Où sont tous ces croyants du cinéma qui, hier encore, remplissaient les allées...

"Un seul être vous manque et tout est dépeuplé", écrivait Lamartine. Qu’eût-il écrit si tous les êtres (du moins tous ceux qui fréquentaient le Marché du film) s’étaient barrés en même temps ? Mais où sont-ils donc tous passés ? Le procédé est un classique des films de genre : à un moment donné, en général quand la nuit tombe, les protagonistes qui n’avaient rien remarqué jusque-là, s’aperçoivent qu’il n’y a plus personne dans le château, la lande ou le lycée (biffez les mentions inutiles). Et la panique s’installe.

Or, c’est un peu le sentiment qu’on a en visitant l’Espace Riviera aujourd’hui : on déambule, impressionné par le silence, dans des allées vides, peuplées uniquement d’affiches de films d’horreur asiatiques ou de soft pornos allemands abandonnées par des vendeurs fatigués. Marchant dans une de ces allées où je n’entends que le crissement de mes chaussures, je pense soudain à cette théorie millénariste très répandue chez les chrétiens évangéliques qui veut que, dans les derniers jours avant l’apocalypse, tous les fidèles soient enlevés d’un seul coup dans les nuages pour y rencontrer le Christ. Ça s’appelle le "ravissement des croyants".

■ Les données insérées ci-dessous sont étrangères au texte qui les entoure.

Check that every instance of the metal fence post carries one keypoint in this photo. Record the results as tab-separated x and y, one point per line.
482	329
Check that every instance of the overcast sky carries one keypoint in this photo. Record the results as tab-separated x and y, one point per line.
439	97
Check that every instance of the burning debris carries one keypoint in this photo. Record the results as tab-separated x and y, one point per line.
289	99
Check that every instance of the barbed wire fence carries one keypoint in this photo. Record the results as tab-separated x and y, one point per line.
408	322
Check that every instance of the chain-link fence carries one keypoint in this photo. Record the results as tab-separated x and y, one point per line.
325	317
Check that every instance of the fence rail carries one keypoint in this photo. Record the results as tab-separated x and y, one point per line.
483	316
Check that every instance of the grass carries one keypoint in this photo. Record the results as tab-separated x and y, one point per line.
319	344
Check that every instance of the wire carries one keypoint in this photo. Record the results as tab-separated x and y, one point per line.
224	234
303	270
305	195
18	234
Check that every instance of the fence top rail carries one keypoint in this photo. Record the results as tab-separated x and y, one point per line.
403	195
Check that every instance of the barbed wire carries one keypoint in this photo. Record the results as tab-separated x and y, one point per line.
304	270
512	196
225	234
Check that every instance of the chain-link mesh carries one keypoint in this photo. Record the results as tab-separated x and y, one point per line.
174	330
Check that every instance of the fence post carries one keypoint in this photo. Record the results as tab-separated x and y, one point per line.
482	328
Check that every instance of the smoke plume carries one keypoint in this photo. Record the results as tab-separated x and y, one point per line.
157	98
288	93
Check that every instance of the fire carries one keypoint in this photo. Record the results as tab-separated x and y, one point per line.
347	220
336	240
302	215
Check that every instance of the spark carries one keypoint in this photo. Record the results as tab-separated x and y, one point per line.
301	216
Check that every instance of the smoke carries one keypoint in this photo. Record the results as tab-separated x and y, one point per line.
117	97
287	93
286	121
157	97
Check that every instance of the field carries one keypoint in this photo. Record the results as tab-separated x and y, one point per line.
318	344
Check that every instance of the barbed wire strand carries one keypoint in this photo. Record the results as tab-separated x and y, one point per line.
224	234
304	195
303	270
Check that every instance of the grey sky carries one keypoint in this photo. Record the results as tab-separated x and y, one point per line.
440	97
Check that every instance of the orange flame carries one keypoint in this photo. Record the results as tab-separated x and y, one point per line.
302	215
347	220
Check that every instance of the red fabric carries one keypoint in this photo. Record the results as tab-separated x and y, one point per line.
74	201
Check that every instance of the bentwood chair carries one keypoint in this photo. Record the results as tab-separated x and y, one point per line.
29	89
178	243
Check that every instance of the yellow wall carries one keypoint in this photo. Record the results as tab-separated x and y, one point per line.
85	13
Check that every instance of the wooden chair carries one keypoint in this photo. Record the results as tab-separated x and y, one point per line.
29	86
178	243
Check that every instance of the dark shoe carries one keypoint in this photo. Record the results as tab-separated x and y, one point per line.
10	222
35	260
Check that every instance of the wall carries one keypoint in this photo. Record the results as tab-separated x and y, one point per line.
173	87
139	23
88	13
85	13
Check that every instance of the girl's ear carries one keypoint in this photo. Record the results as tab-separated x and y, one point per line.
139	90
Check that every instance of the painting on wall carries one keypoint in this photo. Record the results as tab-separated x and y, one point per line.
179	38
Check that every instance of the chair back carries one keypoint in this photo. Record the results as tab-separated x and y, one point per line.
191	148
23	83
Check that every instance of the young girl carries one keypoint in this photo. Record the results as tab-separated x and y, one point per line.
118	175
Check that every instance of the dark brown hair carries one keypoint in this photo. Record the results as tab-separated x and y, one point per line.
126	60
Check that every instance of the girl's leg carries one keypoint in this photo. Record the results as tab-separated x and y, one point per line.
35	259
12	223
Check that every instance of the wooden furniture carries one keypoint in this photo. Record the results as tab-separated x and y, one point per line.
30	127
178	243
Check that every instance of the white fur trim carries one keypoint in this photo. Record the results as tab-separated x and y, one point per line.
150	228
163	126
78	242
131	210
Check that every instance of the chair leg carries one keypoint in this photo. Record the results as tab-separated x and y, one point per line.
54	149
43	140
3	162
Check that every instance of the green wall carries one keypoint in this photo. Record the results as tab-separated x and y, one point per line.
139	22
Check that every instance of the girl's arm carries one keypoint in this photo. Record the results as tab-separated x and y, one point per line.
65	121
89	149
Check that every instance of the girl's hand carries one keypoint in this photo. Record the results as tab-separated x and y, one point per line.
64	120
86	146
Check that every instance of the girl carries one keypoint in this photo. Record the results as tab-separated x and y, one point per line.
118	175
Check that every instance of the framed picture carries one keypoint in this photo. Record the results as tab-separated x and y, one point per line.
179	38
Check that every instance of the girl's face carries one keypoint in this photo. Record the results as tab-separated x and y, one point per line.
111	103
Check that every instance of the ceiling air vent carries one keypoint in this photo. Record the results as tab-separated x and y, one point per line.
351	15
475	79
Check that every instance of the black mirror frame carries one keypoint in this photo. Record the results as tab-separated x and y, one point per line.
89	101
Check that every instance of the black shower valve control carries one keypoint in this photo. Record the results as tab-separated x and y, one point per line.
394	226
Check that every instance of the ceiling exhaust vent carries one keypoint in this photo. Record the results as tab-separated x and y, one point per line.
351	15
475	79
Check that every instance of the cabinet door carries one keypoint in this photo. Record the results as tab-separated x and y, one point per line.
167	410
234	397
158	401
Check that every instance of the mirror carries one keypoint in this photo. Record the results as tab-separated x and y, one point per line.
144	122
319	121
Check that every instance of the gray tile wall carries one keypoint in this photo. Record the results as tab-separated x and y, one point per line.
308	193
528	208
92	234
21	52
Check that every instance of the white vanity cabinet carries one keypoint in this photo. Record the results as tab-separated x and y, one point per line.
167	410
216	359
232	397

Alors où sont tous ces croyants du cinéma qui, hier encore, remplissaient les allées, échangeant leurs arguments de vente dans un anglais approximatif avec les badauds qui s’étaient essentiellement arrêtés à leur stand pour y rafler les Bics, lunettes de soleil en plastique, peluches imitant vaguement des personnages de dessins animés inconnus ou autres friandises diverses et (a)variées. Envolés ! Dès lors comment faut-il comprendre les mots de ce loueur de stands qui affirme : "Mes clients ont été ravis" ???

C’est moins flagrant dans les salles où il doit donc y avoir plus de sceptiques (les critiques de cinéma) que de croyants. Encore que, hier, alors que l’impitoyable loterie de la billetterie ne m’avait accordé qu’un siège au balcon de l’auditorium Lumière, une hôtesse au sourire las m’a envoyé en orchestre en me laissant le choix de ma place…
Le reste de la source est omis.